Hammersmith MP Andy Slaughter fired a broadside at the Tory-run council over plans to redevelop Watermeadow Court Estate and Edith Summerskill House in Fulham, where 150 council homes will be replaced with 300 new flats. Only 40 per cent will be classed as affordable.

It is a joint venture between the council and Stanhope, the developer behind the transformation of BBC Television Centre in White City.

Mr Slaughter said: “Not only have they (the council) lost the rents from the flats kept empty but 500 families who would have had decent affordable homes will now be forced into the private rented sector, where despite poor standards and overcrowding, rents are up to five times council rents – meaning the taxpayer must subsidise the private landlord through housing benefit. It is a heavy emotional and financial cost to bear to subsidise the council’s wicked social engineering scheme.”

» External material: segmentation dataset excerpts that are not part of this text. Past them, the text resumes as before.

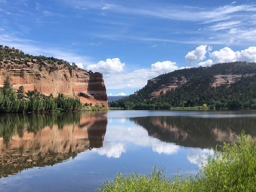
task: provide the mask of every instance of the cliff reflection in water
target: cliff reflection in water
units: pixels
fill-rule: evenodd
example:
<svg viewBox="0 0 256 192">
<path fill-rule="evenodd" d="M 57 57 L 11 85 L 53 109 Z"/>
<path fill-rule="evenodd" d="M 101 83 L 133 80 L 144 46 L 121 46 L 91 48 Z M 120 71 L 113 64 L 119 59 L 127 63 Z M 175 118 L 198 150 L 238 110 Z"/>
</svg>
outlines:
<svg viewBox="0 0 256 192">
<path fill-rule="evenodd" d="M 0 115 L 0 178 L 103 146 L 107 119 L 90 114 Z"/>
<path fill-rule="evenodd" d="M 213 148 L 234 140 L 244 130 L 256 135 L 256 118 L 202 118 L 188 116 L 151 116 L 130 118 L 146 129 L 150 136 L 185 147 Z"/>
</svg>

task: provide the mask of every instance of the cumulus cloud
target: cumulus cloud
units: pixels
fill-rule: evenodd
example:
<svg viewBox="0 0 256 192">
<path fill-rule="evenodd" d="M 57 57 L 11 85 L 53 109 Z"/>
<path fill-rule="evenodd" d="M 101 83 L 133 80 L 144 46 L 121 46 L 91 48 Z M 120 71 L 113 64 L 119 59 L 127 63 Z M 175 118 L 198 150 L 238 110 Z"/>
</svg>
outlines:
<svg viewBox="0 0 256 192">
<path fill-rule="evenodd" d="M 115 94 L 114 95 L 110 93 L 109 94 L 108 94 L 108 96 L 126 96 L 126 94 L 123 92 L 118 94 Z"/>
<path fill-rule="evenodd" d="M 176 65 L 176 62 L 165 61 L 162 62 L 158 62 L 152 64 L 150 70 L 164 73 L 176 70 L 178 68 L 178 67 Z"/>
<path fill-rule="evenodd" d="M 200 45 L 197 47 L 195 50 L 188 52 L 185 56 L 188 65 L 192 66 L 196 65 L 198 62 L 205 59 L 207 53 L 207 48 L 206 45 Z"/>
<path fill-rule="evenodd" d="M 210 54 L 214 63 L 234 61 L 256 62 L 256 47 L 250 47 L 240 51 L 234 52 L 226 47 Z"/>
<path fill-rule="evenodd" d="M 151 67 L 134 70 L 125 74 L 104 75 L 106 87 L 109 89 L 139 89 L 146 84 L 148 80 L 164 73 L 179 69 L 176 63 L 170 61 L 156 62 Z"/>
<path fill-rule="evenodd" d="M 108 58 L 106 61 L 100 61 L 97 64 L 88 65 L 86 69 L 104 74 L 113 74 L 123 72 L 125 66 L 125 64 L 121 62 L 119 58 Z"/>
<path fill-rule="evenodd" d="M 211 52 L 212 48 L 207 45 L 200 45 L 195 50 L 189 52 L 185 58 L 190 66 L 210 66 L 220 63 L 234 61 L 256 62 L 256 47 L 250 47 L 241 51 L 234 51 L 229 47 L 226 47 L 219 50 Z M 208 53 L 210 59 L 206 58 Z"/>
<path fill-rule="evenodd" d="M 213 61 L 211 59 L 208 59 L 205 61 L 202 61 L 198 63 L 198 65 L 202 67 L 210 66 L 213 64 Z"/>
</svg>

The MP pledged to hold the council to account for what he called a ‘shameful record on housing and social cleansing of the borough’.

Councillor Andrew Johnson, cabinet member for housing at Hammersmith and Fulham Council , called Mr Slaughter’s claims outrageous.

He said: “These two sites were chosen because they were empty. Until we considered the joint venture both sites would have been sold on to the open market to a private developer and the council would have received a lower return and had much less control over the type of housing provided.”

Mr Slaughter also revealed, through a Freedom of Information request to the council, that in the past four years the authority sold 209 empty council homes to the private sector, raising £88.5million, and has no intention of replacing them.

Mr Johnson said the sales paid for maintaining and improving council homes which cannot be covered by rents, helped pay off some of the council’s housing debt and was reinvested in affordable homes for sale at discount market price.

Mr Johnson said: “The council runs an expensive void disposal policy of empty properties through which a limited number of properties are sold. This is good asset management and in line with how other responsible social landlords manage their housing stock.

"If we didn’t sell we would either have to significantly raise council rents or cut millions of pounds of spending on housing stock, which would result in it falling into disrepair.”